Per introdurre al pensiero di un filosofo morale e politico come Isaiah Berlin, non trovo di meglio che l’inizio di un’introduzione di Aileen Kelly, intitolata “Una visione complessa”, al volume Il riccio e la volpe e altri saggi (Adelphi, 1986), che raccoglie un’esauriente scelta di scritti berliniani:

L’idea che il socialismo dispotico fosse semplicemente ciò che la Russia si meritava troverebbe consenzienti molti liberali dell’Occidente, se non altro in riferimento ai “demoni” del romanzo di Dostoevskij, cioè all’intelligencija radicale. Per la loro profonda alienazione dalla società russa e per gli effetti che ebbero su di essa, gli uomini dell’intelligencija dell’Ottocento furono un fenomeno quasi a sé. Il piccolo gruppo dei loro ispiratori ideologici aveva la compattezza e il senso missionario di una setta religiosa. Con la loro accesa opposizione morale all’ordine esistente, il loro sincero interesse per le idee e la loro fede nella ragione e nella scienza, essi prepararono la strada alla Rivoluzione e assunsero quindi una indiscutibile rilevanza storica. Ma troppo spesso vengono trattati dagli storici, soprattutto inglesi e americani, con un misto di degnazione e di orrore [...]. La Rivoluzione d’ottobre e i suoi frutti hanno molto contribuito a rafforzare la convinzione, profondamente radicata nella mentalità anglosassone, che un interesse appassionato per le idee sia un sintomo di disordine mentale e morale.
Da questa valutazione dell’intelligencija russa ha dissentito vigorosamente e coerentemente una voce liberale, una voce di grande prestigio. Isaiah Berlin è uno dei più eminenti pensatori liberali di questo secolo: i suoi Quattro saggi sulla libertà sono contributi di primaria importanza allo studio dei fondamentali problemi della filosofia politica. La sua originalità di pensatore deriva dal fatto che in lui il liberalismo della tradizione inglese si sposa a una curiosità insaziabile, veramente europea, per le idee e per i loro effetti sulla vita politica. 
(pp. 17-18)

A questa premessa aggiungerei, non solo per ragioni di curiosità, la definizione che Berlin dà dell’opposizione fra due tipi umani, quello del riccio e quello della volpe:

Tra i frammenti di Archiloco c’è un verso che dice: “La volpe sa molte cose, ma il riccio ne sa una grande”. Gli studiosi non si sono trovati d’accordo sull’esatta interpretazione di queste oscure parole, le quali possono anche significare semplicemente che la volpe, con tutta la sua astuzia, è sconfitta dall’unica difesa di cui il riccio dispone.

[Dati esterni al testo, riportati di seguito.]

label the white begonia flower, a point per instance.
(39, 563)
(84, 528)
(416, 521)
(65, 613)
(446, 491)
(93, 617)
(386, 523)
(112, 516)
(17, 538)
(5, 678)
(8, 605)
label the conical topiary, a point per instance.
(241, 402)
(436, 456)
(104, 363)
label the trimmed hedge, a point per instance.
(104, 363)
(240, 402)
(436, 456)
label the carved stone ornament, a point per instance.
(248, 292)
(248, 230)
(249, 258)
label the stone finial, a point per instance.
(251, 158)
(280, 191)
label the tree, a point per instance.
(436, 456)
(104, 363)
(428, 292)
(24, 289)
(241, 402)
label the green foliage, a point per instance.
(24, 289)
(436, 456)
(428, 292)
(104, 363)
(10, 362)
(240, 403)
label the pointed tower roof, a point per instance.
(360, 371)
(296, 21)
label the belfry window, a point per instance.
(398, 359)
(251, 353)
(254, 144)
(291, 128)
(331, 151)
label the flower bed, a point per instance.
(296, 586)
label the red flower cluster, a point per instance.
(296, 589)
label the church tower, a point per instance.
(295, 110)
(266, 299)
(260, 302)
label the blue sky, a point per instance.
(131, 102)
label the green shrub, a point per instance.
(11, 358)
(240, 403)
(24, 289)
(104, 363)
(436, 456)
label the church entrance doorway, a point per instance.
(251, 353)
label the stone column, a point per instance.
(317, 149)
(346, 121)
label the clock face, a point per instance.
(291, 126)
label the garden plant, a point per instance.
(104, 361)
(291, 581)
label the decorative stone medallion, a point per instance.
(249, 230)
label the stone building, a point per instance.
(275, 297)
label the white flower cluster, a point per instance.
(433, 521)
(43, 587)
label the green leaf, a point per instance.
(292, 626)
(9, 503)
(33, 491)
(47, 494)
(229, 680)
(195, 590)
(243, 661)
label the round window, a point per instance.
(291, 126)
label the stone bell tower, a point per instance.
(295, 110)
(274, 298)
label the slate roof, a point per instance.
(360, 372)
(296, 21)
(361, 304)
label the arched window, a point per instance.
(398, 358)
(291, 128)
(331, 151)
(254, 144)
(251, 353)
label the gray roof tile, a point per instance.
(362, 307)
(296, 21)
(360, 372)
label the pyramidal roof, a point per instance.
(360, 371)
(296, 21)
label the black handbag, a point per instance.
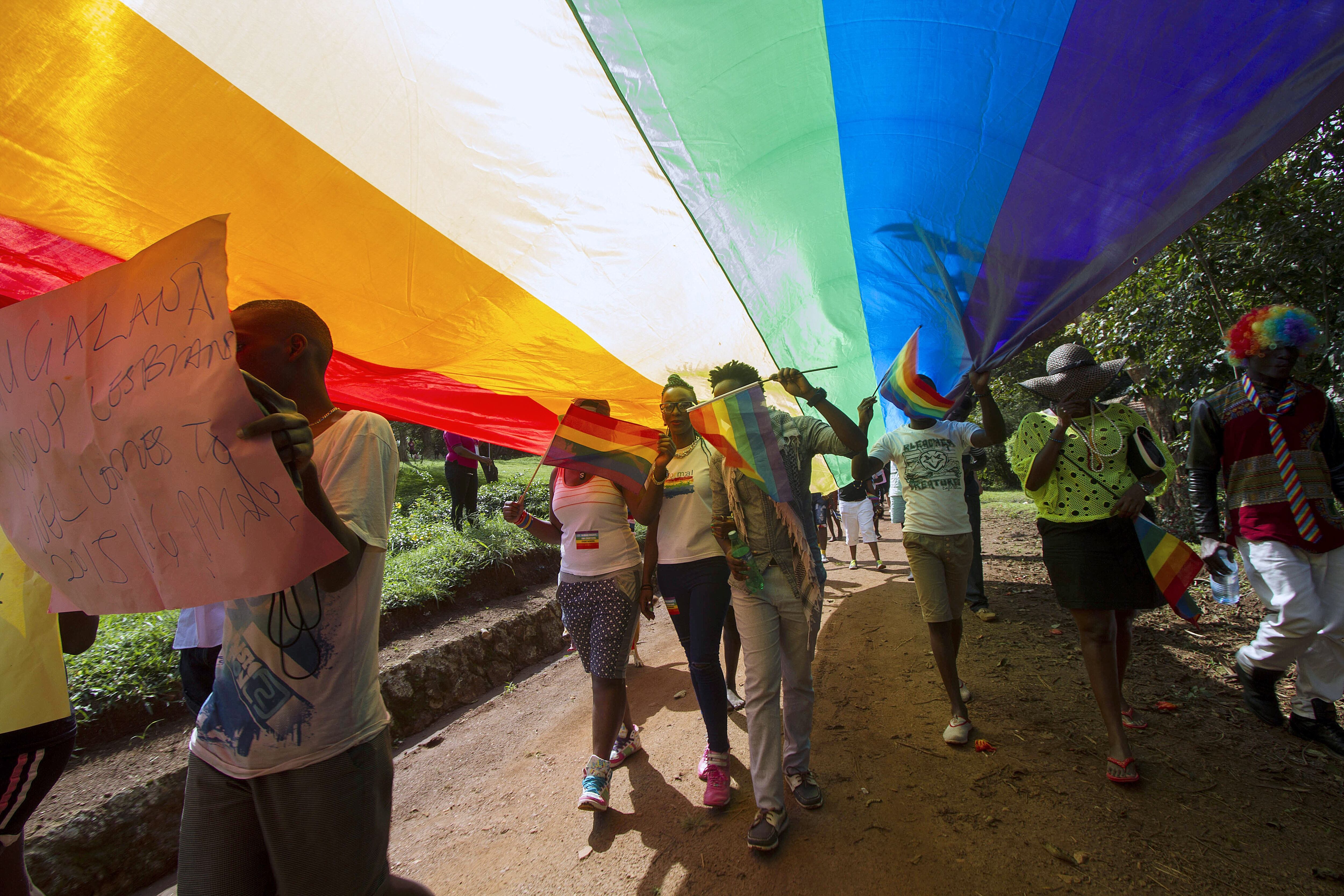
(1144, 456)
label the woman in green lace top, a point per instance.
(1073, 463)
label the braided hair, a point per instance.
(740, 371)
(677, 382)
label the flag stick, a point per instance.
(530, 481)
(769, 379)
(776, 377)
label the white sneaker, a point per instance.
(957, 731)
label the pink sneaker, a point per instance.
(717, 792)
(703, 769)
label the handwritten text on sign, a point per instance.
(121, 477)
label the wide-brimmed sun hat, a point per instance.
(1073, 370)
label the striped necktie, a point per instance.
(1287, 469)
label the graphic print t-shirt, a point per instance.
(685, 520)
(277, 708)
(929, 465)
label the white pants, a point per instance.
(857, 518)
(777, 645)
(1304, 594)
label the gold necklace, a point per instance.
(323, 417)
(1091, 442)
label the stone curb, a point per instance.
(131, 841)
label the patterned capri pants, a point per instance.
(600, 615)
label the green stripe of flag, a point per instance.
(742, 119)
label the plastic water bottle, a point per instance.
(744, 553)
(1228, 589)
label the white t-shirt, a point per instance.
(685, 519)
(596, 535)
(273, 708)
(201, 627)
(929, 465)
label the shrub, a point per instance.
(429, 516)
(445, 559)
(131, 660)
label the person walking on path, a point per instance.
(201, 633)
(601, 601)
(289, 780)
(37, 727)
(937, 530)
(1275, 445)
(972, 463)
(463, 480)
(859, 526)
(834, 516)
(693, 573)
(819, 514)
(780, 624)
(1073, 464)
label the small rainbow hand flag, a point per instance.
(740, 428)
(902, 385)
(1174, 566)
(604, 447)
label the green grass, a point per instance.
(1009, 502)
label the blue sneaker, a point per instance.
(597, 785)
(627, 745)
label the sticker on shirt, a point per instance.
(933, 464)
(679, 484)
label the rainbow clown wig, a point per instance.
(1272, 327)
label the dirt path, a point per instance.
(1226, 805)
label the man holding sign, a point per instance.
(289, 781)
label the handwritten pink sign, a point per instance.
(123, 480)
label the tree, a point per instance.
(1280, 240)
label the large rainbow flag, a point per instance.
(1174, 566)
(604, 447)
(738, 426)
(904, 387)
(502, 206)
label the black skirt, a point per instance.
(1099, 565)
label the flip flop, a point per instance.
(1124, 766)
(1127, 718)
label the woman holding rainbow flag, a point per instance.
(1074, 464)
(693, 572)
(600, 598)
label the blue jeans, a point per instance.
(697, 596)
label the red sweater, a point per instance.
(1228, 430)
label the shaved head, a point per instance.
(284, 317)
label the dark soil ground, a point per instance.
(1226, 805)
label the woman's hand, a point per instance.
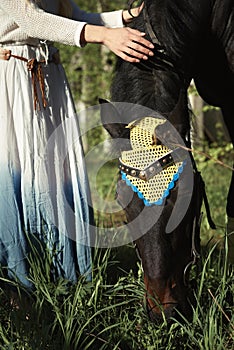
(127, 43)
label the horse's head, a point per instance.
(155, 188)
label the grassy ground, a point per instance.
(108, 313)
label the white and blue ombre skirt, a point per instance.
(44, 190)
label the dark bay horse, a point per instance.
(193, 40)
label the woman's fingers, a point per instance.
(129, 44)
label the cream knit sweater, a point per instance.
(24, 22)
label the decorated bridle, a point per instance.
(151, 170)
(163, 166)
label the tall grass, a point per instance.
(109, 313)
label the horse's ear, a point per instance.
(111, 119)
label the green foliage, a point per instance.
(215, 165)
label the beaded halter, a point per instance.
(150, 170)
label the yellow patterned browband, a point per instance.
(150, 169)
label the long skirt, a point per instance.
(45, 200)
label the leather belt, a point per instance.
(35, 67)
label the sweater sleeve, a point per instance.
(37, 23)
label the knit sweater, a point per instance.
(22, 21)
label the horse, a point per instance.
(194, 40)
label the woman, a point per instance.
(44, 192)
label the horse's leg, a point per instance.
(228, 114)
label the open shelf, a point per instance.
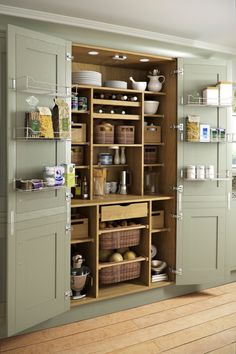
(115, 229)
(116, 116)
(116, 103)
(164, 229)
(76, 111)
(85, 240)
(114, 264)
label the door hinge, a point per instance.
(178, 271)
(179, 71)
(68, 196)
(179, 216)
(13, 84)
(12, 222)
(68, 228)
(179, 127)
(179, 188)
(68, 294)
(69, 57)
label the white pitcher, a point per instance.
(155, 83)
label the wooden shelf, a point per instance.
(116, 116)
(154, 93)
(76, 111)
(116, 103)
(154, 144)
(85, 240)
(154, 115)
(153, 164)
(120, 145)
(117, 198)
(82, 167)
(116, 229)
(109, 166)
(114, 264)
(164, 229)
(74, 143)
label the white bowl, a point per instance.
(139, 85)
(116, 84)
(150, 107)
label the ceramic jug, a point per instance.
(155, 82)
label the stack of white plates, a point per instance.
(85, 77)
(116, 84)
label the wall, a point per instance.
(105, 39)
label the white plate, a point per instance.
(153, 251)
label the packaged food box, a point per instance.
(61, 119)
(193, 128)
(38, 124)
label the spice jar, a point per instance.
(190, 171)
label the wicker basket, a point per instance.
(118, 273)
(125, 134)
(150, 154)
(119, 239)
(104, 134)
(77, 155)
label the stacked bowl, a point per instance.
(85, 77)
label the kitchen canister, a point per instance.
(191, 172)
(200, 172)
(210, 172)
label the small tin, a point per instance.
(105, 159)
(191, 172)
(210, 172)
(74, 102)
(200, 172)
(82, 103)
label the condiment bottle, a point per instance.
(84, 188)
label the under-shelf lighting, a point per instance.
(93, 52)
(119, 57)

Ma il verso può essere assunto in senso figurato a indicare una delle più profonde differenze che dividono gli scrittori, i pensatori e, addirittura, gli esseri umani in generale. Esiste infatti un grande divario tra coloro, da una parte, che riferiscono tutto a una visione centrale, a un sistema più o meno coerente o articolato, con regole che li guidano a capire, a pensare e a sentire [...] e coloro, dall’altra parte, che perseguono molti fini, spesso separati e contraddittori, magari collegati genericamente, de facto, per qualche ragione psicologica o fisiologica, non unificati da un principio morale o estetico. Le persone di questa seconda categoria conducono esistenze, compiono azioni e coltivano idee che sono centrifughe piuttosto che centripete, e il loro pensiero è disperso o diffuso poiché si muove su molti piani, coglie l’essenza di una vasta varietà di esperienze e di temi per ciò che questi sono in sé, senza cercare, consciamente o inconsciamente, di inserirli o escluderli da una visione unitaria, immutabile, onnicomprensiva, a volte contraddittoria e incompleta, a volte fanatica. La personalità intellettuale o artistica del primo tipo appartiene ai ricci, la seconda alle volpi; e senza insistere in una rigida dicotomia possiamo dire che in questo senso Dante appartiene alla prima categoria, Shakespeare alla seconda; Platone, Lucrezio, Pascal, Hegel, Dostoevskij, Nietzsche, Ibsen, Proust sono in varia misura ricci; Erodoto, Aristotele, Montaigne, Erasmo, Molière, Goethe, Puskin, Balzac, Joyce sono volpi.
(pp. 71-72)

Il bello è che Tolstoj, con Aleksandr Herzen uno dei due maggiori punti di riferimento di Berlin, è secondo lui sia riccio che volpe: più precisamente, Tolstoj era per sua natura una volpe che credeva ostinatamente, però, di essere un riccio. E Berlin è affascinato proprio da questa coesistenza o contraddizione che fa il carattere e la grandezza di Tolstoj, cioè la su ...[continua]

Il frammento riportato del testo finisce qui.